The copper(I)-catalyzed 1,2,3-triazole forming reaction between azides and terminal alkynes (also known as Copper Catalyzed Azide-Alkyne Cycloaddition (CuAAC)) and the ruthenium catalyzed 1,2,3-triazole forming reaction between azides and terminal or internal alkynes (also known as Ruthenium Catalyzed Azide-Alkyne Cycloaddition (RuAAC), both developed at The Scripps Research Institute (TSRI), are leading examples of the click chemistry approach. The use of CuAAC results in the formation of a 1,4-regioisomer whereas RuAAC results in the formation of the 1,5-regioisomer.
Click chemistry is a modular synthetic approach towards the assembly of new molecular entities by efficiently and reliably joining small units together. By applying this concept, it becomes possible to produce manmade compounds of vastly greater diversity than what is currently known or available. The copper-catalyzed cycloaddition of azides and alkynes (CuAAC) developed for click chemistry by Professors Valery V. Fokin and Nobel Laureate K. Barry Sharpless at TSRI has become emblematic of the click chemistry philosophy.
The traditional Huisgen cycloaddition reaction joins an organic azide and alkyne together by heating, often to more than 100 °C for a least several hours that produces a mixture of 1,4- and 1,5-triazoles (Scheme 1). Copper catalysts discovered by Fokin and Sharpless accelerate the reaction to minutes and at much lower temperatures. The result of this copper catalyzed reaction is mostly, if not completely, a 1,4-triazole product (Scheme 2). The copper catalyzed reaction proceeds well in both aqueous and organic solvents under very simple experimental conditions. This characteristic along with the unnecessary requirement of high temperatures radically improves the utility of this reaction. In addition, the improved reaction is so thermodynamically favorable as to be irreversible.
The use of copper led the investigators to successfully use other metals as catalyst, like Ruthenium, in the Huisgen cycloaddition. In contrast to copper catalysts, ruthenium-catalyzed reactions proceed both with internal and terminal alkynes, and produces a 1,5-regioisomers.
Publications citing click chemistry has seen explosive growth in recent years with a number of applications being described. Of the click chemistry reactions, the CuAAC reaction currently has the greatest potential for commercial application across a number of different industries. For simplicity, these applications can be categorized into two major categories: (i) life sciences and (ii) materials science.
In the Life Sciences category, bioconjugation is one of the most commonly cited uses of click chemistry and is a term generally used to describe a technique in which a synthetic label (e.g. fluorophores, ligands, chelates, or radioisotopes) is covalently linked to a biomolecule (e.g. proteins and nucleic acids).

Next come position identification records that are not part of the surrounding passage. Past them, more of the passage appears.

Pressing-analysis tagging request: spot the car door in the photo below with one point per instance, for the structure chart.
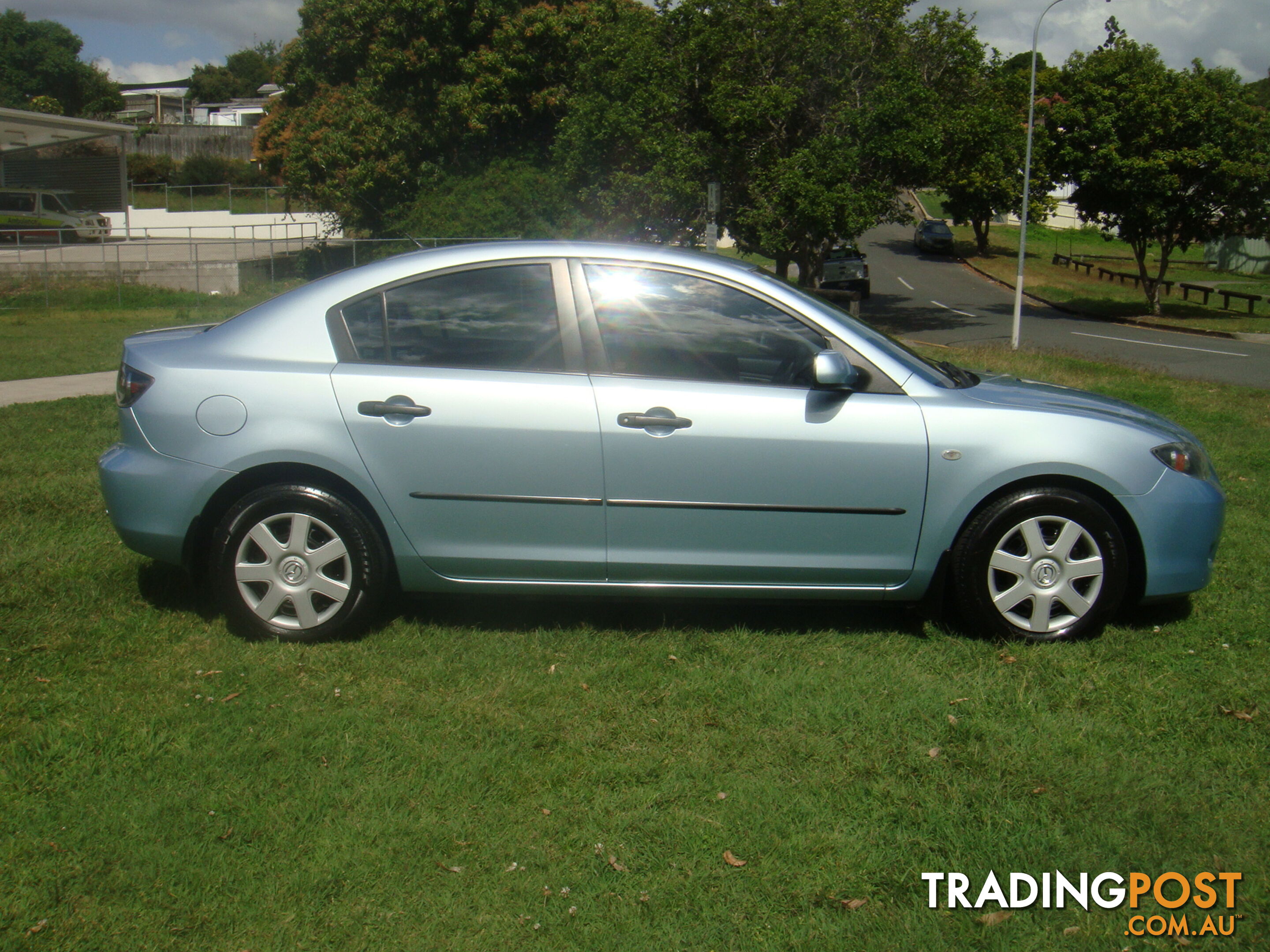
(467, 398)
(755, 478)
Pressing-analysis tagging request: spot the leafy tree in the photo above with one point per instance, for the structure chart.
(1161, 158)
(985, 146)
(507, 198)
(812, 113)
(242, 75)
(383, 97)
(40, 68)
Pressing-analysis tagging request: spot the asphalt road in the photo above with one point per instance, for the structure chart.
(937, 300)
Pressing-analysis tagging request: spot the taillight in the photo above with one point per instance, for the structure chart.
(130, 385)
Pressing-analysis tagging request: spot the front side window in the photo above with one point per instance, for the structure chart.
(500, 319)
(662, 324)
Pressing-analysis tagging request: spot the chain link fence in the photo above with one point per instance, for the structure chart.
(266, 258)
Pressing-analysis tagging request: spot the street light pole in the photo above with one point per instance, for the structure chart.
(1016, 333)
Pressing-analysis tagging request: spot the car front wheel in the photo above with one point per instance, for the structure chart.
(1043, 564)
(298, 563)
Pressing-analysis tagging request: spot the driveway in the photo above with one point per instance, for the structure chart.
(937, 300)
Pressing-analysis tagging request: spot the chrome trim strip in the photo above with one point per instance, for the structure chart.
(752, 507)
(487, 498)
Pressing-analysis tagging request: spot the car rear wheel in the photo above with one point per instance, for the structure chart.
(1044, 564)
(298, 563)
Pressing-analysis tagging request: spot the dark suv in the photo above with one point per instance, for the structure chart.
(934, 235)
(845, 270)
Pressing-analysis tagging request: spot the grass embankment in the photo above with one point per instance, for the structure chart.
(436, 785)
(82, 329)
(1108, 299)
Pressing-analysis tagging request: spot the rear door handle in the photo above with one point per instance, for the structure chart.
(383, 408)
(640, 422)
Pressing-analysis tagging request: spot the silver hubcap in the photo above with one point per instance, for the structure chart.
(1046, 574)
(292, 570)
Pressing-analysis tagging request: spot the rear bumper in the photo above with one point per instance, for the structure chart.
(1180, 524)
(153, 499)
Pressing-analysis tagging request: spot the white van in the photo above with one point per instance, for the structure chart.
(48, 214)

However, bioconjugation can also include the fusing of biomolecules with other biomolecules. The research/life sciences market and diagnostic markets are most interested in this application of click chemistry. In the life sciences market, click chemistry allows researchers to label and detect biomolecules in a live cell or a complex cell lysate with greater selectivity and specificity. In the diagnostic market, it allows a physician or a radiologist to label biomarkers to detect the progression of a disease in a patient or the effectiveness of a treatment to treat a disease. Other published literature have described using click chemistry to design and make new compounds or help modify existing compounds to change their biochemistry.
Material science is the creation of new materials with specific desired properties. For example, coatings for glass, metals, plastics and other surfaces that could be impact and corrosion resistant, responsiveness to light, or controlled permeability to liquids and gas. Specific applications include the making of antibacterial, anti-immunogenic coatings for medical implants or metal coatings for semiconductors.